Paterson is a very quiet story about a man named Paterson (Adam Driver) who works as a bus driver in Paterson, New Jersey. Paterson is also the title of an epic poem by William Carlos Williams, about the same city, and William Carlos Williams is the one real poet who gets quite a lot of time in the film. The film's Paterson goes to work and has a peaceful, loving relationship with his girlfriend (wife?) Laura (Goldshifteh Farahani). He writes poetry when he can and Laura encourages him, particularly as she is also artistic. There is also a dog, Marvin, who I must say was a consummate actor.

This is the quietest of films, and the plot twist - if it can be called a plot twist - was very obvious. The poetry was just ok (which is probably realistic). What made the film beautiful to me was the way in which it depicted a poet's perceptions of the world and the way they move through it. A poet is both more absent and more present in the world than other people, and Adam Driver's lovely performance depicted this perfectly. There was an interior-ness to the camerawork which was wonderful. We seemed to be seeing through the poet's eyes, in the way that poets notice certain things, pattern their worlds, and encounter situations in a way that seems to be almost synchronicity but is probably a form of confirmation bias leading to writing. All of this was done very perceptively through subtle camera angles. The moments of actual poetic creation, or the moments on the cusp of creation, also had a layered/surreal feel which contrasted with the other scenes.

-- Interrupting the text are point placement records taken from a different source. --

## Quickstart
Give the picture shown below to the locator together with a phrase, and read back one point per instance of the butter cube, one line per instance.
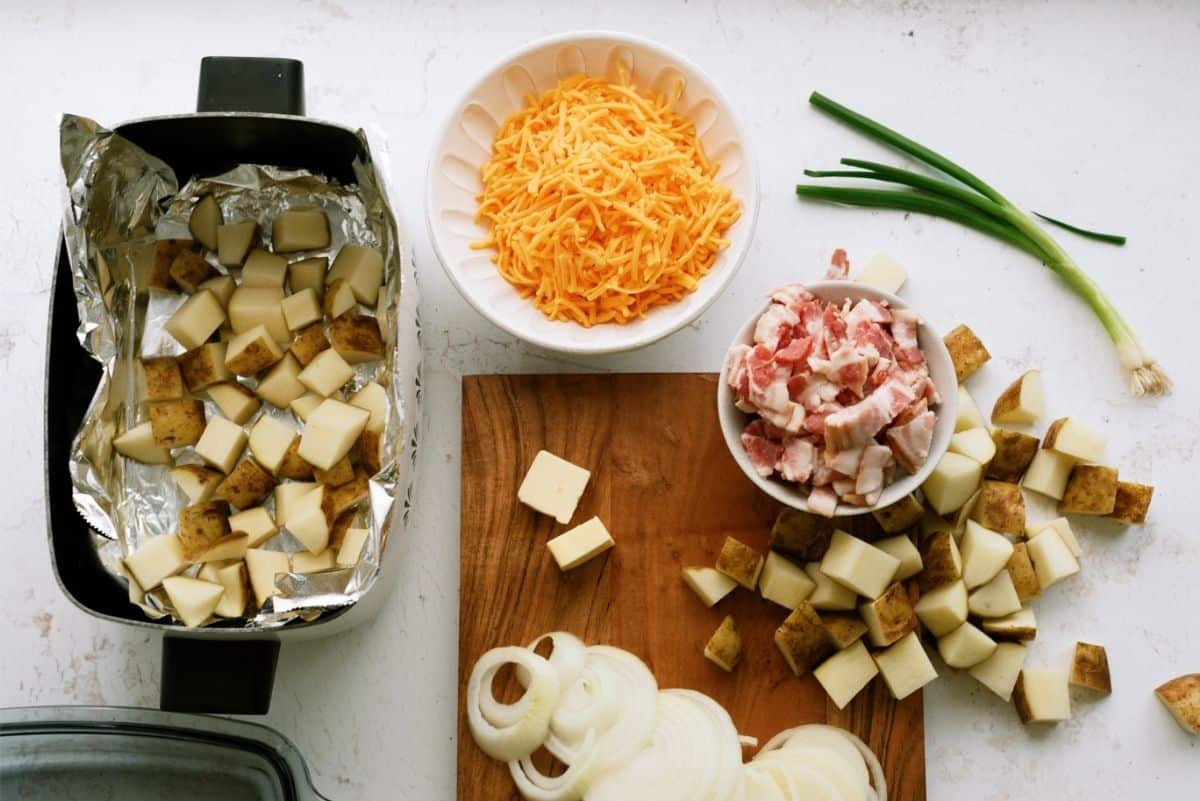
(553, 486)
(581, 543)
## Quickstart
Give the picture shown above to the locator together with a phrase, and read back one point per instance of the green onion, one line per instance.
(973, 203)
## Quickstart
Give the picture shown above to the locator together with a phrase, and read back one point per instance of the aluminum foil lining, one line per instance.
(120, 200)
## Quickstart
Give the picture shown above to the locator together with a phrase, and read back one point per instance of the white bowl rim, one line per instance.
(749, 204)
(783, 492)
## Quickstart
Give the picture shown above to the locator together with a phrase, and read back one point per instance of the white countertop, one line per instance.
(1086, 110)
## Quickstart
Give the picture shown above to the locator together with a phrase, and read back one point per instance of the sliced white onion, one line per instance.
(527, 721)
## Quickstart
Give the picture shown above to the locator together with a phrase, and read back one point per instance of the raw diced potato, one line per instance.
(975, 444)
(1014, 452)
(741, 562)
(204, 366)
(965, 646)
(709, 584)
(952, 482)
(175, 423)
(889, 616)
(900, 516)
(846, 673)
(1090, 668)
(300, 229)
(201, 525)
(984, 554)
(966, 351)
(155, 560)
(1181, 697)
(361, 267)
(1001, 507)
(264, 269)
(1091, 489)
(204, 221)
(1000, 670)
(195, 321)
(905, 667)
(942, 562)
(1132, 503)
(234, 401)
(357, 337)
(138, 444)
(198, 483)
(1042, 696)
(1048, 474)
(996, 598)
(1023, 402)
(160, 379)
(281, 385)
(803, 640)
(827, 592)
(943, 609)
(724, 648)
(221, 444)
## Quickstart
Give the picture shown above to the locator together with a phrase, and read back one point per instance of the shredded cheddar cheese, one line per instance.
(601, 203)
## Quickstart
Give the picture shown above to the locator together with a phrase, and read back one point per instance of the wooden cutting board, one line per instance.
(667, 489)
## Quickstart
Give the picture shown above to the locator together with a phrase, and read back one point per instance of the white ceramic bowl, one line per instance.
(466, 143)
(941, 371)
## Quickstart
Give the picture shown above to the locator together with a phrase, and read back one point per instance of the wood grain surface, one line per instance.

Paterson isn't a perfect film but I thought that this portrayal of a artist's mind and the artistic process was quite rare and beautiful, and that it was worth seeing for those aspects alone.


  1. Hey Clarissa, I watched Paterson recently and thought I'd come back to your post.

    I loved Paterson, Jim Jarmusch has become one of my favorite contemporary directors. If you liked the feel and pace of Paterson, you'll like his other films.

    Your comment about how poets are both very absent and very present in the world is very interesting. Paterson is a very quiet, introspective person, but one who is always ready to engage in conversation with practically anyone who crosses his path (the laundromat musician, the Japanese tourist, the little girl).

    And did you know the poetry in the film was written by a contemporary author? I thought it was well chosen because it matches the movie so well. It sounded very modern and of-the-moment, which is to say, not quite my taste :)

    1. Hi Paula, it's lovely to hear from you! I hope you're well. I miss seeing new posts on your blog, though! (hint hint!)

      Glad you got to see Paterson. I don't think I have seen other Jim Jarmusch films so I will keep it in mind.

      Yes, I did learn afterwards that the poetry was by Ron Padgett. I feel a bit similarly, I think. It certainly wasn't bad poetry, but perhaps it's not really to my taste. But the depiction of how Paterson worked on the poetry, and how the poems grew out of his life, was outstanding.